Another limitation of our study is the difficulty in modulating focal brain activity using tDCS. Unlike TMS, which allows for more focal modulation of cortical areas72, tDCS influences brain function in a more diffuse and polarity-dependent manner, and relies on applying tDCS during task performance to selectively modulate relevant circuits73. While the stimulation itself is relatively non-specific, its interaction with the task-induced neural activity results in a selective effect on the neurons that are actively engaged in the task. Whilst prior TMS research using continuous theta burst stimulation (inhibitory stimulation) to the left SMA and left posterior parietal cortex has provided evidence for causal contributions of the dorsal auditory stream to phase perception in beat-based timing—the ability to detect when a beat occurs earlier or later than expected in the context of music—the same study found no effect of SMA downregulation on beat-based timing74. This aligns with our findings, suggesting that the SMA may play a context-dependent role in rhythm perception, and also that stimulus differences (music versus rhythms) may matter. Future studies could consider complementary approaches, such as TMS or neuroimaging-guided tDCS, or comparing different types of beat-based stimuli in the same study.

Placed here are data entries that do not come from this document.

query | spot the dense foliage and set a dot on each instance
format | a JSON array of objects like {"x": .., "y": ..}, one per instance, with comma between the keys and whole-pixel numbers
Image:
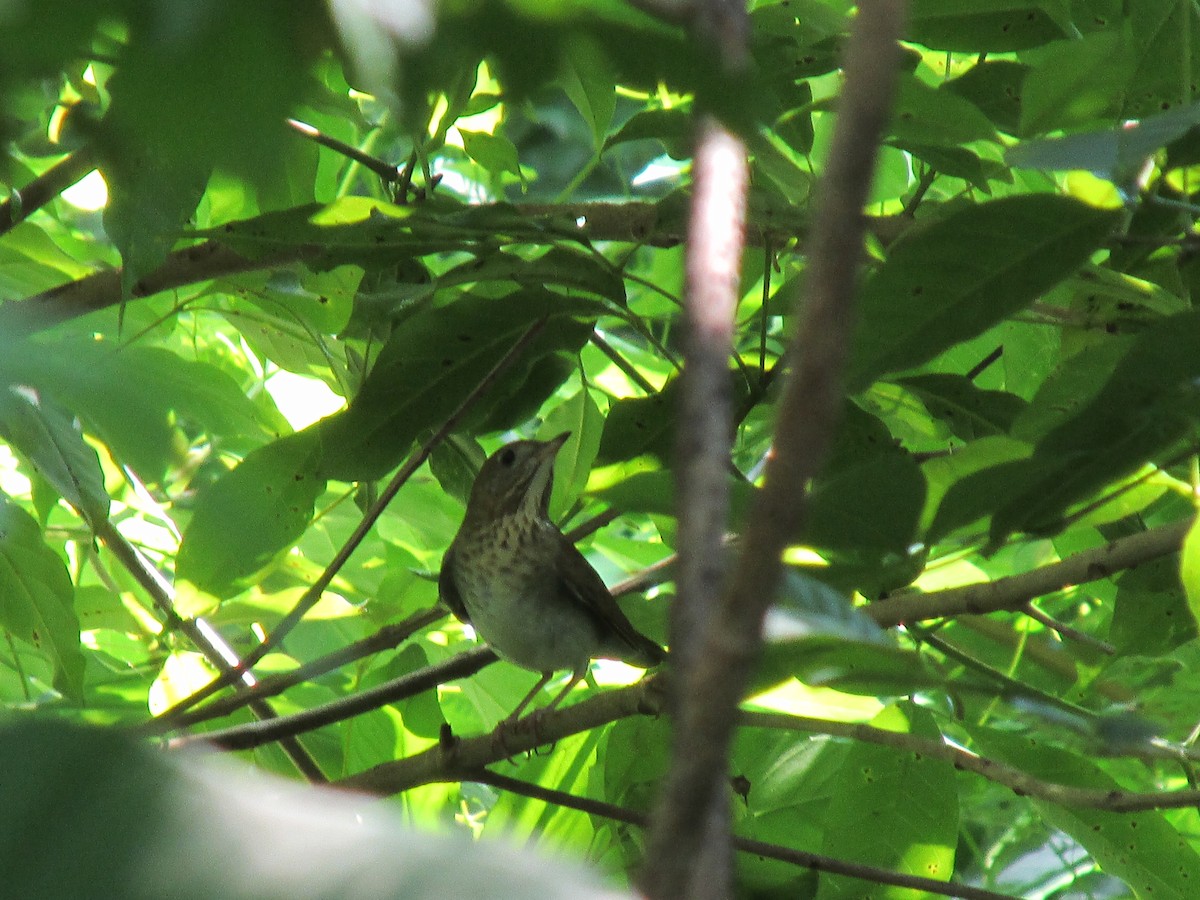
[{"x": 216, "y": 352}]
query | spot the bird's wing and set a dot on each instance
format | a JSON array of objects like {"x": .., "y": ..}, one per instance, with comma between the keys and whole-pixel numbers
[
  {"x": 583, "y": 583},
  {"x": 449, "y": 592}
]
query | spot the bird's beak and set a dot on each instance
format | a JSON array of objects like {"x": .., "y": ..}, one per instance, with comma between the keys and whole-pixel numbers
[{"x": 544, "y": 474}]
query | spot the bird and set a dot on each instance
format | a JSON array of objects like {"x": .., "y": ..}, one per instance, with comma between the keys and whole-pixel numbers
[{"x": 523, "y": 587}]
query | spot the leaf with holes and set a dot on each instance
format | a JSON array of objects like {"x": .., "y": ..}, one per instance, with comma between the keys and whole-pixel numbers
[{"x": 954, "y": 279}]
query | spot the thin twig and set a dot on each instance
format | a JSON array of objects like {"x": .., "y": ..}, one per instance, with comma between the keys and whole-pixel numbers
[
  {"x": 204, "y": 637},
  {"x": 246, "y": 737},
  {"x": 748, "y": 845},
  {"x": 385, "y": 639},
  {"x": 383, "y": 169},
  {"x": 1019, "y": 781},
  {"x": 1066, "y": 630},
  {"x": 45, "y": 187}
]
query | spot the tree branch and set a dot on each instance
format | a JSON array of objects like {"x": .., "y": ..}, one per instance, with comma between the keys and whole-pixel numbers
[
  {"x": 808, "y": 412},
  {"x": 633, "y": 222},
  {"x": 385, "y": 639},
  {"x": 246, "y": 737},
  {"x": 1019, "y": 781},
  {"x": 1015, "y": 591},
  {"x": 199, "y": 634}
]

Finally, another important limitation is the use of a single-blind design where only participants were unaware of the type of stimulation received. Blinding tDCS is challenging due to the tingling and itching sensations often experienced by participants75,76. Despite this limitation, our study was good in maintaining participants’ blindness towards the type of stimulation given the lower confidence ratings of the type of stimulation received.

General conclusions

Overall, in contrast to findings of tDCS stimulation of SMA influencing rhythm discrimination23 neither anodal nor cathodal tDCS stimulation affected rhythm reproduction accuracy or variability of self-paced tapping. Consistent with prior work, there were effects of beat strength, with strong-beat rhythms reproduced more accurately than weak- and non-beat rhythms. It is possible that the requirement for overt movement mitigated more subtle effects of stimulation on rhythm perception. Similarly, effects of stimulation on rhythm discrimination were seen for the cerebellum, but not during reproduction here. The roles of motor brain regions in rhythm perception and production, therefore, may be easier to observe with tDCS when more perceptual, rather than motor, tasks are used. Importantly, our study employed identical stimulation montages, stimuli, and equipment as a prior rhythm discrimination study that did find polarity-dependent effects of SMA stimulation on rhythm processing23. Given methodological consistency, our null results must be interpreted in the context of these prior findings. The findings suggest a distinction between the effects of SMA excitability on rhythm discrimination versus reproduction. Our results highlight task-specific neural processing differences, suggesting that motor execution requirements may swamp effects of motor area stimulation that are otherwise observed in perceptual tasks.